📝 Hugo24 Oct, 2019 — 3 min
This summer I converted my blog to use Hugo, a static site generator, and GitLab Pages for a simple, lightning-fast, and secure writing experience.
First off, why did I leave WordPress? WordPress is an amazing piece of software and I’d still recommend it. WordPress' Gutenburg editor, Jetpack plugin, and new auto-updates are all amazing and easy to work with. However, keeping it & my VPS up to date has overhead, primarily in time. Not a ton, but enough to not motivate me. Additionally, I’ve done enough with security to know my setup needs work, yet that work would take more time then I’m willing to put in.

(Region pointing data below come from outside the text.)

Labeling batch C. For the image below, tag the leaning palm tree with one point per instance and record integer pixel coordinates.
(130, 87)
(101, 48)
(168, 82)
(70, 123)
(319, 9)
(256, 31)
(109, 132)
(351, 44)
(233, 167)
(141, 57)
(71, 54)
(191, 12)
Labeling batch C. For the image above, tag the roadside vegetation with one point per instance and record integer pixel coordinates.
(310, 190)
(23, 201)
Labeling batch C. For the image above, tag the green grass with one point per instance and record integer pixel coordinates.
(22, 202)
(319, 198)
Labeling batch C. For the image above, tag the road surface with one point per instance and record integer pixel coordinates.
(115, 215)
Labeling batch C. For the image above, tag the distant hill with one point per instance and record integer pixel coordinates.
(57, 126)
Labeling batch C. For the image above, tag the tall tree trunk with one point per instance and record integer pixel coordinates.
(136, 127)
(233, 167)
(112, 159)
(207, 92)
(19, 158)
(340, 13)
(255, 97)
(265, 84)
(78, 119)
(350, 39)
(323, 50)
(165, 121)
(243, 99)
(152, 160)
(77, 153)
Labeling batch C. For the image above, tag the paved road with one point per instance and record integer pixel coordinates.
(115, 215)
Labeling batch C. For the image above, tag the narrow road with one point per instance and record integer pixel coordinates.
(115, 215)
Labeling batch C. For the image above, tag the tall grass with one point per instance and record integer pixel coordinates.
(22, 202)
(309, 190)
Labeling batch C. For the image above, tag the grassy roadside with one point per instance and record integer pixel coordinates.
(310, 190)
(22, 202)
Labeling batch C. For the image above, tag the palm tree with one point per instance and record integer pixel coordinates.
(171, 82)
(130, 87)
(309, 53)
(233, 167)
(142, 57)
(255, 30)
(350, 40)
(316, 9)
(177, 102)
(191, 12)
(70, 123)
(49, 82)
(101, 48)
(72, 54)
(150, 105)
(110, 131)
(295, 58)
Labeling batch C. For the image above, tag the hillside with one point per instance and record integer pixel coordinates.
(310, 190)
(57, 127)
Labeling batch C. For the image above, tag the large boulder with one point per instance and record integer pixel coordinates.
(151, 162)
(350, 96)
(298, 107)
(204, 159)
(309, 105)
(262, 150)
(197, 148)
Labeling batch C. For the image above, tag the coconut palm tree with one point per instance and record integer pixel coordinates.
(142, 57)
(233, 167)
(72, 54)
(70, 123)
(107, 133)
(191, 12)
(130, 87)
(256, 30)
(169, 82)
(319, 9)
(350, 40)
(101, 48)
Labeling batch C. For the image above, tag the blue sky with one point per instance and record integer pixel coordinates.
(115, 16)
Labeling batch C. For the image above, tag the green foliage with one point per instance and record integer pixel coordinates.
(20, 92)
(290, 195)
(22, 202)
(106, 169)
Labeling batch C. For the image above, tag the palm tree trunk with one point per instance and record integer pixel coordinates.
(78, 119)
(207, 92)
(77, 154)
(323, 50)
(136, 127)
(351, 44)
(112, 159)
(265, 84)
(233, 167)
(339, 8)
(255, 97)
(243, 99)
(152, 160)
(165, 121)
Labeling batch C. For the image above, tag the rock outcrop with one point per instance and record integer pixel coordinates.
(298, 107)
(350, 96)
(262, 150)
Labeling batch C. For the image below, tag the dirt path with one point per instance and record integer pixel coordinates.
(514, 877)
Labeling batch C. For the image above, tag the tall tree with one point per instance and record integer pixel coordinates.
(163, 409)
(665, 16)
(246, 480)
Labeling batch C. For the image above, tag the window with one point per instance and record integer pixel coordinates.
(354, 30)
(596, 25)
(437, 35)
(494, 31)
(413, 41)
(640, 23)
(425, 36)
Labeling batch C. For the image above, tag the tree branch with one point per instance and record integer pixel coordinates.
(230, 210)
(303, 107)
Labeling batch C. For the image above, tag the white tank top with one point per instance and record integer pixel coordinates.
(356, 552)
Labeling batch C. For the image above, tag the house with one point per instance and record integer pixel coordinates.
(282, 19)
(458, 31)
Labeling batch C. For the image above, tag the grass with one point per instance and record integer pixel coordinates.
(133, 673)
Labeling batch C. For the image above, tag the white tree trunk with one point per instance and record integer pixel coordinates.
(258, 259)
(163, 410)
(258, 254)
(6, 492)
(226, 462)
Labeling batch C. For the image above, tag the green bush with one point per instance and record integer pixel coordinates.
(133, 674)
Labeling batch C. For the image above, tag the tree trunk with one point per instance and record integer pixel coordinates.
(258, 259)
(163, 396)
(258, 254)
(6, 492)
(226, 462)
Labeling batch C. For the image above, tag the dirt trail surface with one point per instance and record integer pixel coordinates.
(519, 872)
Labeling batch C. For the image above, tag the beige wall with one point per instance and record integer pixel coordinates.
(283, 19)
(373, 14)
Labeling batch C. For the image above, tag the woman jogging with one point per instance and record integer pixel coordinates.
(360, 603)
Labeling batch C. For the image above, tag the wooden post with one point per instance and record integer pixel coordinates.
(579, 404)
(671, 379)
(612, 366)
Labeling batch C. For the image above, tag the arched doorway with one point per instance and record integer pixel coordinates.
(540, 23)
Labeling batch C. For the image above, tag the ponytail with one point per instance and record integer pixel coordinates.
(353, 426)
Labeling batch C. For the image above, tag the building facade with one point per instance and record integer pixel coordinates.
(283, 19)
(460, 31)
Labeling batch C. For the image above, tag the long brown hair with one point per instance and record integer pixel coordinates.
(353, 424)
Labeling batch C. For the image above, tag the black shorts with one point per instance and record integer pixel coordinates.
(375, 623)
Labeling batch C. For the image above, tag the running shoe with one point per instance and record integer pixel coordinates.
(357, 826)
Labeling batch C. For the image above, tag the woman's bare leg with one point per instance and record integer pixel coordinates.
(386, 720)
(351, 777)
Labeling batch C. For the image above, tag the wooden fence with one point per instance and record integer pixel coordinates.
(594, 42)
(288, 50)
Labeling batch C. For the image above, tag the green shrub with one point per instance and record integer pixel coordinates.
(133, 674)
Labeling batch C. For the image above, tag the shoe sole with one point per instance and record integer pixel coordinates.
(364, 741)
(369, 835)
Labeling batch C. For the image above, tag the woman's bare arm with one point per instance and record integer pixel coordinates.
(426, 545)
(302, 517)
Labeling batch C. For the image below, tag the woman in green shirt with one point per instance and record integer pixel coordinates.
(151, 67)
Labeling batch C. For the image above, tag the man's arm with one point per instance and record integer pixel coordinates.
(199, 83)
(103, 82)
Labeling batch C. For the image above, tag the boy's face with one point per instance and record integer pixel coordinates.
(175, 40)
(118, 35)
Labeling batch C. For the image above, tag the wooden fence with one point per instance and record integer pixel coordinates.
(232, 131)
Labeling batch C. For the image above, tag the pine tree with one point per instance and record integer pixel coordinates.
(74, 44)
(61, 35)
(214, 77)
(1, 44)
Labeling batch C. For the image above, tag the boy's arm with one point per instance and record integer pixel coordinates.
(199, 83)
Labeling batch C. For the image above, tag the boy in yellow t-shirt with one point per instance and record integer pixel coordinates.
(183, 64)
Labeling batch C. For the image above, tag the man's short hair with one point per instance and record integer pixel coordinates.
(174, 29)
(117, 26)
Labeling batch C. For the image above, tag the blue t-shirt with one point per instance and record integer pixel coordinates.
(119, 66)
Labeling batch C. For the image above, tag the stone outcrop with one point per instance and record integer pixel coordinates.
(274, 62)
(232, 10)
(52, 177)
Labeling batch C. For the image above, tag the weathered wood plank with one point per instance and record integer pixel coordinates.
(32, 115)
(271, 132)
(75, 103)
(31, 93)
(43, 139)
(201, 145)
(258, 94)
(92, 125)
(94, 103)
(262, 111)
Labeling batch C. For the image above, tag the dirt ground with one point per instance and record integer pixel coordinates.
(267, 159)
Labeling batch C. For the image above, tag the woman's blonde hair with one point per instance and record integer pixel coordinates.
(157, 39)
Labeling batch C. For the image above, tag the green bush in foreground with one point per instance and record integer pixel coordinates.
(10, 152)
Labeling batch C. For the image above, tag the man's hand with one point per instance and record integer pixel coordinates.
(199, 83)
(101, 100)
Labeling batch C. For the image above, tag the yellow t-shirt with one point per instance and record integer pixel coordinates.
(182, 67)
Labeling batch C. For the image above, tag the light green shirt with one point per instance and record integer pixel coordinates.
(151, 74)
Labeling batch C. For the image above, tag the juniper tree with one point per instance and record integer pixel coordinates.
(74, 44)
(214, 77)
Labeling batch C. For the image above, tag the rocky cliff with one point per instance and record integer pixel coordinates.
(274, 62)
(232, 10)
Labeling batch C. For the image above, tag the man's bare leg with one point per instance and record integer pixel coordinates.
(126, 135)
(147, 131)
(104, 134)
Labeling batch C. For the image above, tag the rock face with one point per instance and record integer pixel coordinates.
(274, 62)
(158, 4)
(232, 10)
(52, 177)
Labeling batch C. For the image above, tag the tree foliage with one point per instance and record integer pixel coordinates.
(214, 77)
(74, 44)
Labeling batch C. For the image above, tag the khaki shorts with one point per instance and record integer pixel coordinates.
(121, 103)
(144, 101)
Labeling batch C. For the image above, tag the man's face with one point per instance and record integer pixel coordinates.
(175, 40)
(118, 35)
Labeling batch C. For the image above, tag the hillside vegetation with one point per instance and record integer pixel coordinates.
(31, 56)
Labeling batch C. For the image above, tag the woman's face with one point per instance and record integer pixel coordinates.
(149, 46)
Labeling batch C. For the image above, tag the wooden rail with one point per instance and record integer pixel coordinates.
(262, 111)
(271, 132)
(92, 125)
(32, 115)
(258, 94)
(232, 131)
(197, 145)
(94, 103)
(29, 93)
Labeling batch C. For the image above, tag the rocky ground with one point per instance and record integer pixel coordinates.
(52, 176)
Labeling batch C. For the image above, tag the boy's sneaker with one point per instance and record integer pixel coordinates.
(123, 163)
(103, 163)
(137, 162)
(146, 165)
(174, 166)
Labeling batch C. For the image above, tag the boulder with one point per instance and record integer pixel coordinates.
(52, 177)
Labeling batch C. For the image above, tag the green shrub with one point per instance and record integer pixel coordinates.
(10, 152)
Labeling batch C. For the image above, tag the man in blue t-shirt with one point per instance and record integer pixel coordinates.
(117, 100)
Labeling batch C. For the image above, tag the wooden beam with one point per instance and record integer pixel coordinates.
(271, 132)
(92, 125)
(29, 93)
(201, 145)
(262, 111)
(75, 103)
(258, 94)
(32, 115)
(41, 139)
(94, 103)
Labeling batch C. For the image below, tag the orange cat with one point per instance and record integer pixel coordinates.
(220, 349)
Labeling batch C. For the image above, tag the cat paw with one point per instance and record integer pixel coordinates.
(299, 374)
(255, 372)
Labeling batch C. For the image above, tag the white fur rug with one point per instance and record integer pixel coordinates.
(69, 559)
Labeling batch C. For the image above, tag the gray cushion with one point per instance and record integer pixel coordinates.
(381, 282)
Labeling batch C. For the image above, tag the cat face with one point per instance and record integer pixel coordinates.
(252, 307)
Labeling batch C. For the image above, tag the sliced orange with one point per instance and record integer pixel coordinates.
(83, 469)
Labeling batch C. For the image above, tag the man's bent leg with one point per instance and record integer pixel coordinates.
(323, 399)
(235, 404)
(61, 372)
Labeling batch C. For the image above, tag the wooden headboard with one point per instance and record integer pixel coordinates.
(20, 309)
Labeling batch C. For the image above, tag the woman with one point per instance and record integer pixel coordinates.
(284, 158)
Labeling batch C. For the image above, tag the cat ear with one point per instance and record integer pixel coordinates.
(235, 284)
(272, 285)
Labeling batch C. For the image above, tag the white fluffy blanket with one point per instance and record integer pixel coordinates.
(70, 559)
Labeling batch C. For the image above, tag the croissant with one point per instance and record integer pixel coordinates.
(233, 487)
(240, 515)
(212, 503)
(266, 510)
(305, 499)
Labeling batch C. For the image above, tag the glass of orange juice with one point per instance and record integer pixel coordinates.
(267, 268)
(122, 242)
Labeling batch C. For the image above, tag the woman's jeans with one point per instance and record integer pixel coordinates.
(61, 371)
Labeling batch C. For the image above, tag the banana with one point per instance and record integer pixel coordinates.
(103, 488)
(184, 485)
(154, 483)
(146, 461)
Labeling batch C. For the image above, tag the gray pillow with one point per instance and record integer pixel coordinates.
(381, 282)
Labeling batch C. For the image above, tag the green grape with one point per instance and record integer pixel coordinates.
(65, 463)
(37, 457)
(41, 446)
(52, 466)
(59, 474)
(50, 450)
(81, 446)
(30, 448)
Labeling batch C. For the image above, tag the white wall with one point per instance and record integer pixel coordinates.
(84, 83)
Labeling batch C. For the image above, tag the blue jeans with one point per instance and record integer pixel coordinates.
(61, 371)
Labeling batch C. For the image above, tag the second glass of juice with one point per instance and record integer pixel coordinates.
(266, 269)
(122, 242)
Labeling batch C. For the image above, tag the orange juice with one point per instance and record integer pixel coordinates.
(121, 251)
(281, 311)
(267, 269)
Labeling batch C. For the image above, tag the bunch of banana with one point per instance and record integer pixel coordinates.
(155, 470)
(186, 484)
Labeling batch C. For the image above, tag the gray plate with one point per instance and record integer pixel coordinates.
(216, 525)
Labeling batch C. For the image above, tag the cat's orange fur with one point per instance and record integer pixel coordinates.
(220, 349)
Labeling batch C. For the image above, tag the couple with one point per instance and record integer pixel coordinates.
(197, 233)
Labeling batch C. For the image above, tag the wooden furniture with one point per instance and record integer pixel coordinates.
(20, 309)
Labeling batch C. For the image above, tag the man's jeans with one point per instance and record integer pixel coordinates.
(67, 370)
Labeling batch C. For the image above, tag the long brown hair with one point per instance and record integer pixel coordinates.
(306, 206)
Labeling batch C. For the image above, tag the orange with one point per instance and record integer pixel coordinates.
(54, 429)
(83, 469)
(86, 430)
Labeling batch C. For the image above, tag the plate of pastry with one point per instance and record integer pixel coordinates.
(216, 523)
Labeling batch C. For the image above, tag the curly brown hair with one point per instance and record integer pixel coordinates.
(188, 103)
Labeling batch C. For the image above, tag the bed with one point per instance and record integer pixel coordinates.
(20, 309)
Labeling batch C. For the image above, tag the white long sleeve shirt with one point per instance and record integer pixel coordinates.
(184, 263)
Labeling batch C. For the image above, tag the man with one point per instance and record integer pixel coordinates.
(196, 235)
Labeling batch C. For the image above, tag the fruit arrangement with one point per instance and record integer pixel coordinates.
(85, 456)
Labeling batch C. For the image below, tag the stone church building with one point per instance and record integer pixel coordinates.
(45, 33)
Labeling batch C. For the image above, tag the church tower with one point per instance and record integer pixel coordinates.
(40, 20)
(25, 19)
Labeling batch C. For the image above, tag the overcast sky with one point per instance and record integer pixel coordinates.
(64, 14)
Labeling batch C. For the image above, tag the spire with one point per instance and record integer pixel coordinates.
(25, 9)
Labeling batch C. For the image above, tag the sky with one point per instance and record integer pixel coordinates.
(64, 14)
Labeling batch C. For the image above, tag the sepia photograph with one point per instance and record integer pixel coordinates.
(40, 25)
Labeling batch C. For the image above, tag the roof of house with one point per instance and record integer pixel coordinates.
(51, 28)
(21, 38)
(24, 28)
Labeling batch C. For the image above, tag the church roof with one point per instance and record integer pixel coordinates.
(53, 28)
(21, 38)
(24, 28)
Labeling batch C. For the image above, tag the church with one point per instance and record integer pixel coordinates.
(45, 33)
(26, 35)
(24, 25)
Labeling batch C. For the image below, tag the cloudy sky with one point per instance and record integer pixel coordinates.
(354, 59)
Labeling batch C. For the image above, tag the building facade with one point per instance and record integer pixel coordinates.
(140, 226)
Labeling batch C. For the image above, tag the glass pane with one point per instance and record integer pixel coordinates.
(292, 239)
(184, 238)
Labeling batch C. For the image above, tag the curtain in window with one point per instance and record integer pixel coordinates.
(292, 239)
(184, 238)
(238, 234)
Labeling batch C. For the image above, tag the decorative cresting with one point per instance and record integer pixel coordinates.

The final straw for me was that when rebuilding my VPS (previously Debian 9), I found Fedora 30’s
wordpress package did not set up some permissioning out of the box & WordPress couldn’t write to disk.
I ended up rebuilding it to Debian 10, but I wasn’t motivated to get a working web server up at the time.
Finally, I’ve used Jekyll in the past and I’d heard amazing things about Hugo (some of which addressing my major pain points with Jekyll, most notably the build time).
So, I went about learning how to use Hugo. The quick-start guide is great if you’re planning to use a pre-built theme, however, unfortunately the theme/template guides do not have a quick-start. Once I figured out how to make the theme & templates it was really easy, but getting started took longer than I’d have liked.
I used this amazing script to convert my WordPress export to Markdown. It wasn’t perfect, but a large part of that was also that the content from WordPress' classic editor not exporting correctly (since re-importing to a test WordPress instance didn’t display correctly either). I had to make a couple tweaks to it (for which the PRs got accepted :) ) so it would work for my configuration, but it was simple code which made it easy to work with.
Cleaning up the posts took a decent amount of time, but now that they’re in Markdown they’re portable and that makes me happy. Because I made a simple (custom) theme, the code is also small which makes my life easier.
I was also very happy to find out that Hugo’s “Extended” edition supports SASS. I’ve been using SASS at my co-op this summer and I really like it. I’m not so fond of the full SASS syntax, but I really like the SCSS syntax.
The icing on the cake is GitLab CI & Hugo’s build times. While the code is hosted on GitHub, I’m using GitLab.com’s “CI/CD for External Repositories” which adds a webhook to GitHub so when I push to GitHub it pulls to GitLab automatically. Then, GitLab runs a pipeline (modified to use the Hugo extended container) that builds the site as an artifact for GitLab Pages. Hugo compiles the site in about 0.2s, and the entire CI Pipeline reports as a 30s run.
These times are really nice and admittedly I’ve already tested in production because of how fast it it…
Finally, Cloudflare points to GitLab pages and adding the route was easy apart from needing to find the documentation on adding the CABUNDLE for the origin cert. I’ve also since added line to my GitLab CI file to purge the Cloudflare cache on deploy.
So, I’ve got a new blog site now. If you see “Content Reflow” in the changelog of any pages, it means I lost (or intentionally modified) the paragraph breaks of a page. I’m super happy with this site and Hugo, Markdown, GitLab, & Cloudflare have made this site both fast, secure, and convenient for me to do.